IT’S the Advent Season again, the proximate preparation for the birth of Christ on Christmas Day. It also starts another liturgical year when we are made to go through the different stages of the life of Christ and of the whole economy of salvation that is designed by God.

With this Advent Season, we are somehow reminded of the need for vigilance and focus that is based on the real and ultimate purpose of our life here on earth. Of course, we are reminded also to be clear about the over-all picture of our life here with the view of avoiding getting trapped in our temporal affairs while ignoring the spiritual and supernatural goal of our life.

Thus, in the gospel of the First Sunday of Advent, Christ told his disciples: “Be watchful! Be alert! You do not know when the time will come.” (Mk 13,33) We should take these words of Christ seriously and sharpen our vigilance skills and proper focus in life, being truly professional in managing our earthly sojourn.

This, in fact, is the most serious business we have in this life. We should see to it that everything that we do and can happen to us in this life should be referred to the ultimate purpose of our life.

And given the fact that the world is fast changing, coming up with new challenges and issues, we have to upgrade our vigilance skills. Remember Christ telling his disciples: “Beware that your hearts do not become drowsy from carousing and drunkenness and the anxieties of daily life…Be vigilant at all times.” (Lk 21,34.36)

Times are constantly changing. Although we are told that nothing is new under the sun, still we cannot deny that there will always be new developments that will require us to upgrade our skills in handling them, knowing how to take advantage of the benefits they give and to avoid the dangers they also pose.

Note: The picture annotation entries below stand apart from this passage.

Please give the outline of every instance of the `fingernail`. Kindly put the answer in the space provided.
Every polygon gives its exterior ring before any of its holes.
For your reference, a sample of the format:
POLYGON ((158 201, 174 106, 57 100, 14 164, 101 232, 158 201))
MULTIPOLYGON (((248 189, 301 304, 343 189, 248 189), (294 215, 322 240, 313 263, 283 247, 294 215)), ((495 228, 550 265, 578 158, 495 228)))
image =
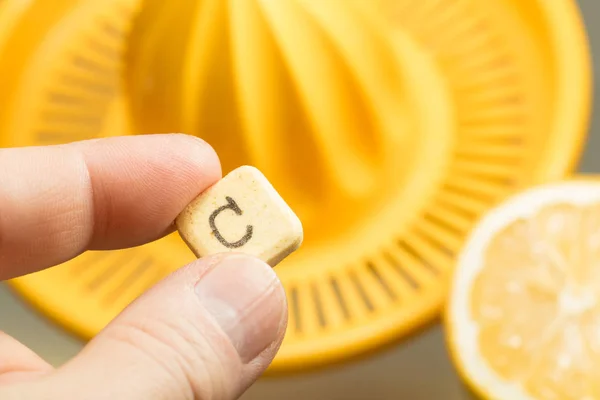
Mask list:
POLYGON ((197 283, 196 293, 242 362, 253 360, 277 340, 285 298, 266 263, 244 255, 224 257, 197 283))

Truth is the many developments today, while giving us a lot of advantages and conveniences, can also easily lead us to bad things. They can foster complacency, self-indulgence, vanity, pride, greed, envy, discord, etc. They can turn us into materialistic monsters, totally insensitive to the spiritual and supernatural realities of our life and to God himself.

We should never underestimate the tricks and snares of the devil, the false allurements of the world, and the dynamic of our weakened and wounded flesh. These enemies of our soul will constantly make new guises to mislead and tempt us. To upgrade our vigilance skills is not a matter of paranoia. It is to be realistic. It is to be effectively prudent.

We should not be naïve to think that with our current skills at spiritual and moral vigilance, we are already okay. We have to sharpen our sense of purpose in life, seeing to it that its general goal is being consistently lived and reinforced in the many subsidiary purposes we have during the year, month, week, day, and even hour.

With how things are now, we cannot simply rely on a generic sense of purpose. We have to learn how to be vigilant in all circumstances and situations in life, especially when we are tired, troubled, or when we are thrilled and excited.

This should be done without getting nervous or unduly tense. Yes, there should be alertness always, as is proper to any watchful person, but it should be an alertness that is compatible with naturalness, one that goes together with peace and joy, knowing that in the end, God is always in control of everything.